Defying pressure from the U.S. and Conservative MPs, the UK has refused to ban Huawei, opting to include it in a limited role, according to BBC News.
Amidst ongoing allegations that Huawei exposes governments and corporations to spying by the Chinese government, the U.S. has banned Huawei and engaged in a campaign to pressure its allies to do the same. That campaign has stepped up in recent weeks as the UK has weighed what role Huawei would play moving forward. The U.S. has even considered limiting intel sharing with countries that use Huawei for their 5G network, a move that would certainly strain the U.S. and UK’s “special relationship.”
Instead of banning Huawei, the UK has opted for allowing the company a limited role in the country’s 5G networks. As part of decision, Huawei will only be allowed to account for 35% of 5G telecommunications equipment. What’s more, the company will not be allowed to contribute to the sensitive parts of the core network. It will also be restricted from being used near military bases or nuclear sites.
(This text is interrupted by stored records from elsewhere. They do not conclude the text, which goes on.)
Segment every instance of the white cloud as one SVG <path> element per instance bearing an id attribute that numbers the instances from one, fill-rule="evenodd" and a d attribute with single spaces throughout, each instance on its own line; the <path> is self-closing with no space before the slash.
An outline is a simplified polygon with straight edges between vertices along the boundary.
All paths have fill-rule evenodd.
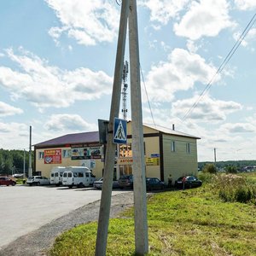
<path id="1" fill-rule="evenodd" d="M 241 32 L 236 32 L 233 35 L 233 38 L 236 41 L 237 41 L 241 37 Z M 245 38 L 241 41 L 241 44 L 244 47 L 250 46 L 256 41 L 256 28 L 251 28 Z M 252 48 L 253 50 L 254 48 Z"/>
<path id="2" fill-rule="evenodd" d="M 78 114 L 53 114 L 44 125 L 49 131 L 97 131 L 98 127 L 94 124 L 89 124 Z"/>
<path id="3" fill-rule="evenodd" d="M 15 115 L 22 113 L 22 109 L 0 102 L 0 116 Z"/>
<path id="4" fill-rule="evenodd" d="M 172 18 L 177 17 L 189 2 L 190 0 L 148 0 L 139 3 L 149 9 L 151 21 L 166 25 Z"/>
<path id="5" fill-rule="evenodd" d="M 22 149 L 24 145 L 29 145 L 29 126 L 16 122 L 0 122 L 0 148 Z"/>
<path id="6" fill-rule="evenodd" d="M 255 132 L 255 125 L 248 123 L 236 123 L 236 124 L 224 124 L 222 129 L 226 130 L 229 133 L 244 133 L 244 132 Z"/>
<path id="7" fill-rule="evenodd" d="M 147 90 L 151 101 L 171 102 L 175 92 L 193 88 L 195 82 L 207 84 L 216 73 L 212 65 L 197 54 L 175 49 L 168 62 L 154 66 L 147 75 Z M 216 77 L 216 81 L 219 77 Z"/>
<path id="8" fill-rule="evenodd" d="M 177 36 L 197 40 L 204 36 L 216 37 L 221 30 L 234 26 L 226 0 L 201 0 L 192 2 L 181 21 L 175 23 L 174 32 Z"/>
<path id="9" fill-rule="evenodd" d="M 235 0 L 235 3 L 241 10 L 250 10 L 256 8 L 256 0 Z"/>
<path id="10" fill-rule="evenodd" d="M 25 98 L 42 109 L 68 107 L 75 101 L 91 101 L 111 93 L 113 79 L 102 71 L 61 70 L 30 53 L 18 55 L 9 49 L 7 54 L 21 69 L 0 67 L 0 83 L 13 100 Z"/>
<path id="11" fill-rule="evenodd" d="M 66 1 L 45 0 L 58 17 L 61 26 L 49 30 L 54 40 L 67 33 L 80 44 L 95 45 L 101 42 L 113 42 L 119 27 L 118 5 L 111 0 Z"/>
<path id="12" fill-rule="evenodd" d="M 186 117 L 186 119 L 201 122 L 219 122 L 225 120 L 227 114 L 242 108 L 237 102 L 219 101 L 208 95 L 205 95 L 199 102 L 198 99 L 199 96 L 195 96 L 190 99 L 177 101 L 172 105 L 172 113 L 181 119 Z M 197 105 L 192 108 L 195 102 Z"/>

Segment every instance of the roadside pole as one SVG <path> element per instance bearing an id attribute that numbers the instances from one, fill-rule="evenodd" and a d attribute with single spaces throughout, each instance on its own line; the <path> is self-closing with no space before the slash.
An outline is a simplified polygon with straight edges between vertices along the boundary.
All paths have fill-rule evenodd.
<path id="1" fill-rule="evenodd" d="M 104 182 L 102 184 L 100 213 L 98 218 L 97 237 L 96 243 L 96 256 L 105 256 L 107 250 L 108 230 L 109 223 L 109 213 L 111 205 L 111 193 L 113 184 L 113 172 L 114 167 L 114 158 L 116 144 L 113 139 L 113 120 L 119 117 L 122 75 L 124 66 L 124 56 L 125 49 L 127 18 L 128 18 L 129 0 L 122 1 L 121 15 L 119 21 L 119 38 L 117 54 L 115 60 L 115 69 L 113 84 L 112 102 L 110 109 L 109 124 L 108 129 L 107 151 L 105 158 Z"/>
<path id="2" fill-rule="evenodd" d="M 29 163 L 28 163 L 28 177 L 32 176 L 32 125 L 29 126 Z"/>
<path id="3" fill-rule="evenodd" d="M 148 252 L 145 159 L 143 147 L 143 111 L 140 82 L 139 45 L 137 2 L 130 0 L 129 46 L 131 75 L 131 105 L 132 120 L 132 172 L 134 176 L 134 221 L 136 253 Z"/>

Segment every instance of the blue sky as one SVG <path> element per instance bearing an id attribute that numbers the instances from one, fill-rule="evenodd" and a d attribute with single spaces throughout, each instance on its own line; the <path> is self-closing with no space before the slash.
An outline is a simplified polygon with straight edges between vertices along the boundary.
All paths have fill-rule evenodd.
<path id="1" fill-rule="evenodd" d="M 143 122 L 200 137 L 199 161 L 214 148 L 217 160 L 255 160 L 254 23 L 214 75 L 256 0 L 139 0 L 137 12 Z M 109 118 L 119 13 L 114 0 L 0 2 L 0 148 L 27 149 L 30 125 L 34 144 Z"/>

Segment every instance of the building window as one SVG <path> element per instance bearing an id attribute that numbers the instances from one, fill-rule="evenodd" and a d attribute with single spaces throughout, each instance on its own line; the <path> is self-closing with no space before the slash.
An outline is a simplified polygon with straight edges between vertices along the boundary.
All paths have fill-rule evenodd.
<path id="1" fill-rule="evenodd" d="M 62 149 L 62 157 L 63 158 L 71 157 L 71 149 Z"/>
<path id="2" fill-rule="evenodd" d="M 191 150 L 190 150 L 190 143 L 186 143 L 186 152 L 188 154 L 190 154 L 191 153 Z"/>
<path id="3" fill-rule="evenodd" d="M 175 142 L 174 141 L 172 142 L 171 150 L 172 150 L 172 152 L 175 152 L 175 150 L 176 150 L 176 148 L 175 148 Z"/>
<path id="4" fill-rule="evenodd" d="M 38 152 L 38 159 L 44 159 L 44 151 Z"/>

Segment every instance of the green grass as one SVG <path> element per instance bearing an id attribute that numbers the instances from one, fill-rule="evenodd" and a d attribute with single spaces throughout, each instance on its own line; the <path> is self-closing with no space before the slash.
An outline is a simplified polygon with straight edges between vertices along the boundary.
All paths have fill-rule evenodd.
<path id="1" fill-rule="evenodd" d="M 256 255 L 255 205 L 224 202 L 211 184 L 150 196 L 148 224 L 148 255 Z M 94 255 L 96 227 L 63 233 L 49 255 Z M 133 209 L 110 219 L 108 230 L 107 255 L 135 255 Z"/>

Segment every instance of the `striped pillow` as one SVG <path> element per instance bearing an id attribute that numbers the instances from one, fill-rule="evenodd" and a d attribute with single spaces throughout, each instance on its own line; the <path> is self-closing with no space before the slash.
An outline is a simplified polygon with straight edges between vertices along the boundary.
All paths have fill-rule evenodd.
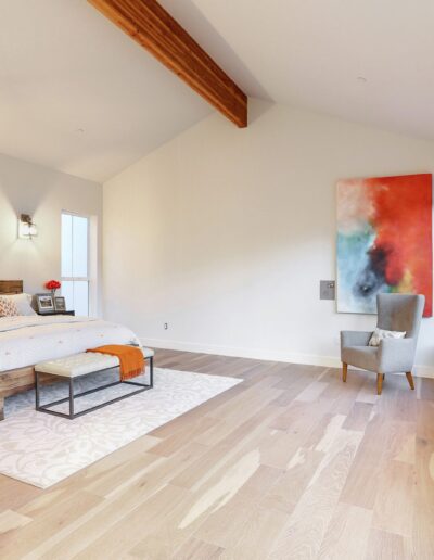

In spite of the UK’s decision, Foreign Secretary Dominic Raab believes it will have no impact on intel sharing with the U.S., or the coalition of countries known as the Five Eyes—the U.S., Canada, New Zealand and Australia, along with the UK.
“Nothing in this review affects this country’s ability to share highly-sensitive intelligence data over highly-secure networks both within the UK and our partners, including the Five Eyes,” the minister told the House of Commons, according to the BBC.
It remains to be seen, however, what long-term impact this agreement will have on UK/U.S. relations.